Finally, the following code sequence computes the \(L_2\) norm of the ridge regression coefficients for a given \(\lambda\). Note that to implement this evaluation in a tidy manner, vectorized functions are important! R provides great ways to vectorize a function, to learn more, Hadley Wickham’s book Advanced R is a highly recommended read!

l2_norm <- function(lambda) sum(ridge_regression(y = y, X = X, lambda = lambda)^2) # small helper function to extract the L_2 norm of the ridge regression coefficients

l2_norm <- Vectorize(l2_norm) # To use the function within a `mutate` operation, it needs to be vectorized

seq(from = 0.01, to = 20, by = 0.1) |>
  as_tibble() |>
  mutate(norm = l2_norm(value)) |>
  ggplot(aes(x = value, y = norm)) +
  geom_line() +
  labs(x = "Lambda", y = " L2 norm")

def l2_norm(lambda_):
    return np.sum(ridge_regression(y, X, lambda_)**2)
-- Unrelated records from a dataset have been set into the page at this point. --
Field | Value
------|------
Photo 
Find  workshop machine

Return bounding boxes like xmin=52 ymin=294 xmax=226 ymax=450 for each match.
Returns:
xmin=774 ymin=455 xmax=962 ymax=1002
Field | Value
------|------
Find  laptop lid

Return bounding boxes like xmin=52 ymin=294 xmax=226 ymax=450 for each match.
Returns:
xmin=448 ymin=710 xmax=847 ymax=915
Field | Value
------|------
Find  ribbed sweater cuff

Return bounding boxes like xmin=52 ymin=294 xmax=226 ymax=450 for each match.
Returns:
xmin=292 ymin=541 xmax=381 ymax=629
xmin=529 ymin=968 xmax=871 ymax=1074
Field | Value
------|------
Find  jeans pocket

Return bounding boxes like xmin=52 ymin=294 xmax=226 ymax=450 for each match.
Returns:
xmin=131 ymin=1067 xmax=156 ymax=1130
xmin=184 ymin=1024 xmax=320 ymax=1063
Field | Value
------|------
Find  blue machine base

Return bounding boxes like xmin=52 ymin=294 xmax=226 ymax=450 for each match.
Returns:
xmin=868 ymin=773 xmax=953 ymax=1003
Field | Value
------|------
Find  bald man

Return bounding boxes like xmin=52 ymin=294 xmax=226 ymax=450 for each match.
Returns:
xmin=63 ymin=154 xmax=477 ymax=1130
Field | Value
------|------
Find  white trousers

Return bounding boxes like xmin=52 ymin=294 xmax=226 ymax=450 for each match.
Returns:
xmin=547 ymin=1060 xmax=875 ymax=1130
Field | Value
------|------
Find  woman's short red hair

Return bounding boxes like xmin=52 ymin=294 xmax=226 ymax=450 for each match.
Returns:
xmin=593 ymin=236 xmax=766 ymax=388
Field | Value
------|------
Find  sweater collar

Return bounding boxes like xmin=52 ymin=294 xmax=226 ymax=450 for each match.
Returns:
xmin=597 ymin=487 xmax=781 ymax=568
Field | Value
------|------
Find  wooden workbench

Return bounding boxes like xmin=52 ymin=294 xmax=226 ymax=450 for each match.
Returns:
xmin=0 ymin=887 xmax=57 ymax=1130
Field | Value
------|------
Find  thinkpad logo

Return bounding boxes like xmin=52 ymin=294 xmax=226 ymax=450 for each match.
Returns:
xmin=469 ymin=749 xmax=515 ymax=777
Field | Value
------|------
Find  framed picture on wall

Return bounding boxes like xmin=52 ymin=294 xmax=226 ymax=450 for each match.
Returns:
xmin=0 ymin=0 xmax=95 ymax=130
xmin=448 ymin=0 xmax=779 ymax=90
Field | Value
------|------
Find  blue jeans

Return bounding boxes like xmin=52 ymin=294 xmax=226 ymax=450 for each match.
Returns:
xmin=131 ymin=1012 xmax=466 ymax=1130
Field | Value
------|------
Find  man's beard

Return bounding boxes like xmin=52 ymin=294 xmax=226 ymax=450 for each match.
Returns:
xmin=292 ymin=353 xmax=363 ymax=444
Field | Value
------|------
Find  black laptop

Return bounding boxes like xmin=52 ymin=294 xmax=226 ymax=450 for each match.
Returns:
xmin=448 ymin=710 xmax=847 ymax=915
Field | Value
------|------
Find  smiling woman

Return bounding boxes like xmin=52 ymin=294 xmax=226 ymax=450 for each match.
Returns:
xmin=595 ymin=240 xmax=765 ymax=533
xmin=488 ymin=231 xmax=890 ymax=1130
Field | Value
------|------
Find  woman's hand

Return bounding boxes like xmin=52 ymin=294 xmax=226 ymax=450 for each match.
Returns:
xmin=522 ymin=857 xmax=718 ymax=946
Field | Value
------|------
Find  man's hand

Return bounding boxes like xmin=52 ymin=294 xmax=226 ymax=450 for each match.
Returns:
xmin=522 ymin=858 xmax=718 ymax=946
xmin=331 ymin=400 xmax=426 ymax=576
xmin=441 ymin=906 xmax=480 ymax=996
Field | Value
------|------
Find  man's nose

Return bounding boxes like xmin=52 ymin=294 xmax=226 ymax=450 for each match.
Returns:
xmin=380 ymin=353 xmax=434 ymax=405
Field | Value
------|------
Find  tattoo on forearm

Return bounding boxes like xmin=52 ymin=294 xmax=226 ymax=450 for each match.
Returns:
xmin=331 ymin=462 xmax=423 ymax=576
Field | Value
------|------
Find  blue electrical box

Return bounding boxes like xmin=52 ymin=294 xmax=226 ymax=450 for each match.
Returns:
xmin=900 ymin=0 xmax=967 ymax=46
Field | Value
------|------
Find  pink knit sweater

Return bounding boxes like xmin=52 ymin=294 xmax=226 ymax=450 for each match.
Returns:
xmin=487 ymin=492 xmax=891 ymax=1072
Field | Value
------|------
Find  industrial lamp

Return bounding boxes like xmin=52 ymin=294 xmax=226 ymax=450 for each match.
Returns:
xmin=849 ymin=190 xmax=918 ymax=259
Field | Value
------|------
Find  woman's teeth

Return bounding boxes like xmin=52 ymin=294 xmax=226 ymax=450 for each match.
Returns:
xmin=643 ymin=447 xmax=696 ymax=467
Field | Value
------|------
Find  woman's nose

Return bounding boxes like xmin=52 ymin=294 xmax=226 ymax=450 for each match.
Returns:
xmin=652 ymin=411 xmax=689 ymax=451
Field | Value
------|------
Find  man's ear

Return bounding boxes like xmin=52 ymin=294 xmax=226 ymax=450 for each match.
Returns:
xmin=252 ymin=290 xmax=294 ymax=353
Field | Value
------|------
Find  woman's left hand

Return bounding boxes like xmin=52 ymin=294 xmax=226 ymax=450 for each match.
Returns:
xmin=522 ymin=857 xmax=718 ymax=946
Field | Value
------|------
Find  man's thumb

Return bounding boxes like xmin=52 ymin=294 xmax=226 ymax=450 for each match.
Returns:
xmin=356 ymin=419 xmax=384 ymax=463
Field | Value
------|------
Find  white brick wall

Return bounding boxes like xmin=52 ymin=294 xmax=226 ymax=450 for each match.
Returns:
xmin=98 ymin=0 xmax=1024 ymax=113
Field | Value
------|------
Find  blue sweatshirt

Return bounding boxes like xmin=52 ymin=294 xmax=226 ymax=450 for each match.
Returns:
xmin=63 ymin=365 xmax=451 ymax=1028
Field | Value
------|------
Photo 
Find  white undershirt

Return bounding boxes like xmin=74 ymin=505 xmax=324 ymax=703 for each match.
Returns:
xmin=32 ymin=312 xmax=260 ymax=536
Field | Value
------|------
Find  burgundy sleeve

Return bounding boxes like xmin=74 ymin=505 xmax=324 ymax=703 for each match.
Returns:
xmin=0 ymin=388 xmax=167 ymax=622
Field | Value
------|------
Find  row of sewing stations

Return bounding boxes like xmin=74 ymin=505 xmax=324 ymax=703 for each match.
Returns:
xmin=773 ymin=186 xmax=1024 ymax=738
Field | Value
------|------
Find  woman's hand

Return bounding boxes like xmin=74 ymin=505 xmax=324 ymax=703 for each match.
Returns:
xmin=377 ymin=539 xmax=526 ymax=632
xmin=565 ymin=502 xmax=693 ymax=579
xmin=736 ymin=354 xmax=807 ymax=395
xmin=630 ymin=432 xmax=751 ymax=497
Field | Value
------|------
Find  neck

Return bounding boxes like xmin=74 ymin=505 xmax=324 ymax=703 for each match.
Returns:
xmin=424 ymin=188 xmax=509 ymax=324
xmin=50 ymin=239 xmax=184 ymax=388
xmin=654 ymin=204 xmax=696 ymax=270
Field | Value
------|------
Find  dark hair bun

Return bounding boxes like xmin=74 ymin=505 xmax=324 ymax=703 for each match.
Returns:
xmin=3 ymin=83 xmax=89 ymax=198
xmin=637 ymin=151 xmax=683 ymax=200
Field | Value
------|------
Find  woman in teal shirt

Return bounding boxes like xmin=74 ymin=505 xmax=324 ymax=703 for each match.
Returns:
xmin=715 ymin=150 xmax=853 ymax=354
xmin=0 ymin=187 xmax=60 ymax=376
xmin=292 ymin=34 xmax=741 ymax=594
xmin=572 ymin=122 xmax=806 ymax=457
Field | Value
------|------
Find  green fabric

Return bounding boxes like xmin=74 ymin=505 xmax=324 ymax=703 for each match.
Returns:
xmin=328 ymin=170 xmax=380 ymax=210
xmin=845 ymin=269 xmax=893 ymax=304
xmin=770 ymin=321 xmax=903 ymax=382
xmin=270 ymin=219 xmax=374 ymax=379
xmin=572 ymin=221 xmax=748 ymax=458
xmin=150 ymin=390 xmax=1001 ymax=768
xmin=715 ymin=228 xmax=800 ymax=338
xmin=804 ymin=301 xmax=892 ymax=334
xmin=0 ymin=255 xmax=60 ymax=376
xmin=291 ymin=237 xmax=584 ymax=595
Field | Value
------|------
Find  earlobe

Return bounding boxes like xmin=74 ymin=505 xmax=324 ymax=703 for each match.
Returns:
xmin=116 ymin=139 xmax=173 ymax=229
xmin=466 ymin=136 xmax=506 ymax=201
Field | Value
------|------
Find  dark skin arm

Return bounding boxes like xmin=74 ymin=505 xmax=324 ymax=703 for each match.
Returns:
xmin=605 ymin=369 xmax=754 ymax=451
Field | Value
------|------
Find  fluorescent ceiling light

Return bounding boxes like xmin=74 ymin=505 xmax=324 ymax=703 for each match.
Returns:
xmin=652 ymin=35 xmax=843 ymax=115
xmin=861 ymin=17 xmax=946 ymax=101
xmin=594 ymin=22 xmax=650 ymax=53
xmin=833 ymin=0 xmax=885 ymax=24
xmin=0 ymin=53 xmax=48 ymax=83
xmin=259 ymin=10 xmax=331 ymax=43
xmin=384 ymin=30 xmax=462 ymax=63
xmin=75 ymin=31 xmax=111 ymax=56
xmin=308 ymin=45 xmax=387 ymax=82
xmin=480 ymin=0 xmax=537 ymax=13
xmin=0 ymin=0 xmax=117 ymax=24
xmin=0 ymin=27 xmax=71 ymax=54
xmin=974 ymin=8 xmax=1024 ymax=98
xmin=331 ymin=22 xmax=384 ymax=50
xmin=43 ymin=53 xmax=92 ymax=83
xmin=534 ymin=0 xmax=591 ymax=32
l2_norm_vec = np.vectorize(l2_norm)


(pd.DataFrame({'value': np.arange(0.01, 20.1, 0.1)})
 .assign(norm=lambda df: l2_norm_vec(df['value']))
 .assign(gg=lambda df: ggplot(aes(x='value', y='norm'), df))
 .gg[0] + geom_line() + labs(x='Lambda', y='L2 norm')
)
<Figure Size: (640 x 480)>

To compute the coefficients of linear regression with a penalty on the sum of the absolute value of the regression coefficients, numerical optimization routines are required. Recall, the objective function is to minimize the sum of squared residuals, \(\hat\varepsilon'\hat\varepsilon\) under the constraint that \(\sum\limits_{j=2}^K\beta_j\leq t(\lambda)\). Make sure you familiarize yourself with the way, numerical optimization in R works: we first define the objective function (objective_lasso()) which has the parameter we aim to optimize as its first argument. The main function lasso_regression() then only calls this helper function.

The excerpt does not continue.